BookDragon Books for the Diverse Reader

Revenge: Eleven Dark Tales by Yoko Ogawa, translated by Stephen Snyder

RevengeWhat are the chances …?? So having just finished Hikikomori and the Rental Sister – an absolutely phenomenal read you should not miss! – I opened to the first story in Yoko Ogawa’s latest Stateside collection to find another parent mourning a young dead son. Talk about eerie and creepy, as if some darker power is directing my book choices (and more?). And then – and then (!) – not quite 2/3 of the way through Revenge, another freaky déjà-vu repeat: a lovers’ scene with a haircut on the balcony.
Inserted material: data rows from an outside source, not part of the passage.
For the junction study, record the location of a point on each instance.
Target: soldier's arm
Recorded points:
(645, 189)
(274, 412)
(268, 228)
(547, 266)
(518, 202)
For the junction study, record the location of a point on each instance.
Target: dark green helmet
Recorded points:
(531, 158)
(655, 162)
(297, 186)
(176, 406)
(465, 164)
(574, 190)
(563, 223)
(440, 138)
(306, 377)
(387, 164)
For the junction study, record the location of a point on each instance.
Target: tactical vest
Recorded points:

I keep thinking: just what are the chances??

Some (most?) of you will be glad to know, that goosebumpy chill will stay with you all the way through to the final page and beyond (my fingers are getting cold just typing!).

Okay, so you’ve got 11 “dark tales” here. They’re interrelated, but in quite an ingenious way as to keep you focused (on alert? on edge?) from story to story. And yes, most definitely, these need to be read in order to get the full effect. No sloppy skipping allowed.

In the shudder-inducing opening story, “Afternoon at the Bakery,” a mother marks what would have been her late 6-year-old’s 18th birthday by buying strawberry shortcake; that “strawberry cake covered in a thick layer of whipped cream” reappears in the next story, “Fruit Juice,” about a schoolgirl who takes along a classmate to have a fancy lunch with her estranged, powerful, famous father. At story’s end, “Fruit Juice” highlights “enormous heaps of kiwis” … kiwis that just might have come from the fruit trees – mostly kiwis – that open the next story, “Old Mrs. J.”

From tale to tale, details carry over – beginning with something minor like pieces of fruit, to whole paragraphs transcribed from one story (“Old Mrs. J” again) into another in a very, very different context (the final tale, “Poison Plants,” about the relationship between a wealthy widow and an aspiring musician). The spooky particulars range from five-fingered carrots to murder, from a mis-placed heart to custom bags, from a dead hamster to a pet Bengal tiger, proven-to-be-used instruments of torture to a dead writer, all ending pretty much where it started – a curled up corpse in an abandoned refrigerator! And you’re thinking, ‘how did she dooooo that?’!!!

You must, of course, read the collection in full to make all the connections … your hairs will just continue to stand on end as you piece together the multi-layers. I just noticed my fingertips are turning purple-ish blue at the ends … proof indeed of a frightfully successful Revenge.

Tidbit: In case you can’t get enough of Yoko Ogawa, check out The Housekeeper and the Professor, which appears as one of my “Absolute Favorites” on BookDragon. Others also had high praise for Hotel Iris (shortlisted for the 2010 Man Asian Literary Prize, for example), but me, definitely not so much (reviewed for San Francisco Chronicle).